Met en avant l'homme naturel topologique, qui privilégie une vue en deux dimensions associée au parcours (KÖTEI), et qui conçoit l'habitat de l'intérieur vers l'extérieur.
Elle se "déroule" donc comme un rouleau de parchemin à mesure que l'on avance dans l'espace, jouant sur l'ombre, le flou et l'impermanence.
L'espace de la maison japonaise est ainsi organisé autour de celui qui l'habite, s'adaptant à ses sensations kinesthésiques (UNDOKANKAKU) et à ses besoins quotidiens.
L'architecture occidentale
Elle est traditionnellement "oculaire" (centrée sur l'œil) et géométrique.
L'espace est conçu comme un volume géométrique vide, centrée sur une vue en trois dimensions. On privilégie la forme et le volume de l'édifice. Le bâtiment est un "objet" fini, autonome, posé sur le sol.
Pour répondre à cette approche sensible, l'habitat doit être conçu comme un organisme vivant, évoluant avec ses occupants, doté d'espaces modulables et d'ouvertures favorisant un lien permanent avec l'extérieur (NAKA-SOTO).
QUELQUES CONCEPTS DE SPATIALITÉ JAPONAISE…
間 MA (Intervalle Espace-Temps)
Un des concepts les plus fondamentaux.
Pour simplifier sans le trahir : le MA est l’espace-temps entre les choses, l’intervalle qui donne sens à ce qui l’entoure.
Le vide, la pause, l’intervalle, l’espace, le temps entre deux événements
Le MA n’est pas un vide mort, mais un vide vivant, intentionnel, qui structure la relation entre les éléments.
Le Japon excelle dans les espaces intermédiaires :
engawa (coursive en bois semi-extérieure)
hisashi (débord de toiture)
naka-niwa (jardin intérieur)
naga-soto (espace extérieur abrité)
genkan (entrée abaissée)
Chacun est porté par le MA : des transitions ni totalement dedans, ni totalement dehors.
cadre les perspectives,
hiérarchise les fonctions,
met en valeur un objet ou une matière,
crée de la tension ou de la douceur.
自然 SHIZEN (la naturalité, l’état de ce qui “va de soi”)
Ce n’est pas simplement “la nature”, mais une manière d’être au monde fondée sur la spontanéité, la simplicité et l’absence d’artifice.

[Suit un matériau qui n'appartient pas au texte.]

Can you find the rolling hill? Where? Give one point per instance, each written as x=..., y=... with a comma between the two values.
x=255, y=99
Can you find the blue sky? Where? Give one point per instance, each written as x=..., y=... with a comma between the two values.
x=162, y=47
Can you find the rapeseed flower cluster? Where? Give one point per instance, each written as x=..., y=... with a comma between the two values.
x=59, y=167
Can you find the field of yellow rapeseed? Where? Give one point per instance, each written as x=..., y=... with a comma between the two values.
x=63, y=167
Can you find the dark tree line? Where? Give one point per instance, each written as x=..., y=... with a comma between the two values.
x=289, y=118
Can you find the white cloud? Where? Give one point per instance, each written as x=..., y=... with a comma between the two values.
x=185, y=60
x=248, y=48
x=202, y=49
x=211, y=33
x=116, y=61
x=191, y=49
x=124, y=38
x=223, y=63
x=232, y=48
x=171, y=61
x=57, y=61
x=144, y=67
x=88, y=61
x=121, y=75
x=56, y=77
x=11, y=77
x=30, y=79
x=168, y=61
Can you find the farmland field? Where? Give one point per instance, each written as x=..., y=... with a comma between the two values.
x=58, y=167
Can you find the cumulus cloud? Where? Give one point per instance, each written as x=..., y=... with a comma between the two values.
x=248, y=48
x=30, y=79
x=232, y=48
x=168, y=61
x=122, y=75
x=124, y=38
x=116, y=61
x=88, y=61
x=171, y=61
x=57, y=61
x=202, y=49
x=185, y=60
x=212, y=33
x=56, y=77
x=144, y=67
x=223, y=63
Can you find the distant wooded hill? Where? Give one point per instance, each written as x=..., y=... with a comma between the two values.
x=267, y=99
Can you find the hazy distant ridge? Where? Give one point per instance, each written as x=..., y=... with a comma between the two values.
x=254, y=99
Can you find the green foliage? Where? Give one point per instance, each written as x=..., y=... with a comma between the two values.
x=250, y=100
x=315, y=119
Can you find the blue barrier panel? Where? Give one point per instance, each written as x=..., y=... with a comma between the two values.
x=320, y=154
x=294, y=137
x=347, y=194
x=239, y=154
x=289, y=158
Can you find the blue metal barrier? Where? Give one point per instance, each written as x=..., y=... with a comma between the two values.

On ne cherche pas à dominer la nature mais à se laisser traverser par elle.
Fenêtres cadrées, transparences, jardins internes, SHAKKEI (paysage emprunté)…
tous participent au SHIZEN.
Dialogue permanent avec le paysage
Respect des matériaux dans leur état originel
Fluidité de l’expérience
Perception des saisons
奥 OKU (Le “fond”, la profondeur intime, le cœur caché de l’espace)
On pourrait dire que l’Oku est la destination intérieure d’un parcours, l’endroit où l’on arrive après avoir franchi plusieurs seuils, plusieurs couches spatiales
Ce qui est précieux n’est jamais donné immédiatement.
On accède à l’Oku en cheminant, en s’ouvrant, en ralentissant.
On ne passe pas de l’extérieur au cœur directement → on traverse des couches successives :
genkan → engawa → pièce → alcôve…
En architecture contemporaine, l’OKU prend la forme :
D’un cœur végétal ;
D’un patio intérieur ;
D’un espace calme en retrait ;
D’un vide central protégé…
Il existe bien d’autres notions issues de la spatialité japonaise et de la dimension sensible de l’habiter que je ne peux détailler ici tant elles sont subtiles et profondes.